На фото: В университете на третьем курсе. В первом ряду в центре — В. Д. Дувакин, во втором ряду — шестая слева — я. 1947 год
Я ходила смотреть и слушать не только Лемешева, но все, что шло, сначала в филиале, потом и в Большом. В филиале кроме опер шли и балеты, в которых танцевали оставшиеся в Москве танцовщики и танцовщицы. Из балерин танцевала только Лепешинская. Шли сцены Океана и жемчужин, Фрески, Остров нереид из «Конька-Горбунка», два акта «Баядерки», тот, где танец со змеей, и Тени, шло «Лебединое озеро», шел целиком «Дон Кихот»[1]с большим количеством пантомимы, со скучными «бабочками», но не парадный, как потом в Большом театре, а передававший атмосферу площади южного города. Мне не было скучно на операх (до «Сказки о царе Салтане»[2] — я даже немного не досидела до конца), но балет меня особенно привлекал. Я жалею, что меня не отдали в детстве заниматься к Алексеевой[3], но если бы я с детства занималась у нее, полюбила бы я балет? По природе своей я любила танец и скучала на пантомиме. И танец я любила не характерный, а абстрактный, абстрактность эту я не понимала, принимала просто за красоту. Я любила танец в пачках, мелкие движения, арабески, воздушные прыжки, стройность композиции. Балетная музыка стала, как и оперная, постоянно звучать во мне. В шесть лет я расстроилась, что не могу делать шпагат, хотя у меня почти получилось, но Мария Федоровна запретила мне пробовать, и теперь я расстраивалась оттого, что мои ноги не поднимались высоко.
Советские сценические произведения на советские темы отвергались мной заранее как фальшивые (можно ли было иначе отнестись к отрывку из новой оперы о войне, в котором певцы, Лемешев в том числе, были одеты в солдатские полушубки с белыми бараньими воротниками, перепоясаны ремнями, в ушанках и валенках?). Я не ждала ничего и от «Алых парусов»[4]…
Я смотрела «Алые паруса», как все тогда смотрела (теперь я не могу так смотреть), принимая близко к сердцу, пропитывая увиденным и услышанным свое существо. Этот балет мне нравился, но это был не просто балет, это был мой миф, миф для меня, по моей мерке. Я была потрясена сходством мечты автора с моей. Я думала, что Лепешинская лелеяла в юности такие же мечты, потому что мне казалось, что в Ассоли она играла саму себя (в балете было много танцев, но основное передавалось актерской игрой). Был ли еще кто-нибудь в зале, кто так присоединял бы себя к происходившему на сцене?

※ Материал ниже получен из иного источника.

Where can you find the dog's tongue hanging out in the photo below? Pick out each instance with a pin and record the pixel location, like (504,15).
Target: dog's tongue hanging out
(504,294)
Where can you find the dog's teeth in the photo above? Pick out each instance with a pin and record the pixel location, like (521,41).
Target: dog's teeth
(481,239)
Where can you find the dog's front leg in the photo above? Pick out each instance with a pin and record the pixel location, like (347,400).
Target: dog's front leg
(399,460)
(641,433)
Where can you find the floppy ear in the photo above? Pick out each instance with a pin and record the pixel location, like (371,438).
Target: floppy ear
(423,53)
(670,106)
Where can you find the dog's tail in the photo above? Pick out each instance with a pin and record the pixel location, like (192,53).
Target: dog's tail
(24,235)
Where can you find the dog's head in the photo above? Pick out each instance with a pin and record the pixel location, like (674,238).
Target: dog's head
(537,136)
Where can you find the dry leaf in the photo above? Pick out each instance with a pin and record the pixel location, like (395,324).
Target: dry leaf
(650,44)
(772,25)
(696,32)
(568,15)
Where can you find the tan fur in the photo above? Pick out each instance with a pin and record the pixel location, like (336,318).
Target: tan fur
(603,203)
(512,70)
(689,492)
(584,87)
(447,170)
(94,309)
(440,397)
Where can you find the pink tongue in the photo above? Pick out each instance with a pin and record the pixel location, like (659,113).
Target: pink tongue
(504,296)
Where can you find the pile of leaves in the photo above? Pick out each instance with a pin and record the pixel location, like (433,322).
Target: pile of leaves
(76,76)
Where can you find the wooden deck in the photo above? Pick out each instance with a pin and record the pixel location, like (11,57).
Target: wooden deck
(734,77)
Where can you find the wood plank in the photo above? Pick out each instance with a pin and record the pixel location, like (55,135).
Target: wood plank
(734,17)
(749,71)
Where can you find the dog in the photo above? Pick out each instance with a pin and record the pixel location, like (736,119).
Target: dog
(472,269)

Лепешинская давала в филиале сольные концерты, сбор от которых шел в Фонд обороны. У нее устанавливался прямой контакт с публикой, ее большие серые глаза (единственное ее украшение) сияли до верхних ярусов, и она была жизнерадостна. Одним из номеров (а номера были хорошие, многие поставлены Л. Якобсоном[5]) была характерная молдаванеска. Лепешинская танцевала ее в красных сапожках и в национальном костюме. Она выбегала, танцуя, за ней гнался немецкий солдат (П. Гусев[6]). Потом она вытаскивала откуда-то гранату, солдат, дрожа, убегал за кулису, она вслед ему бросала гранату и опять проходила круг, танцуя. Весь номер шел в быстрейшем темпе. Один раз я была в литерной, боковой ложе, и мне была видна часть кулис. Кончив номер, Лепешинская вбежала за кулису, там стоял какой-то большой ящик, она за него забежала, упала на него грудью, опираясь руками, и, запыхавшись, тяжело дыша, весело, искренно расхохоталась, ни для кого. Так мне она и запомнилась. Потом она выбежала кланяться.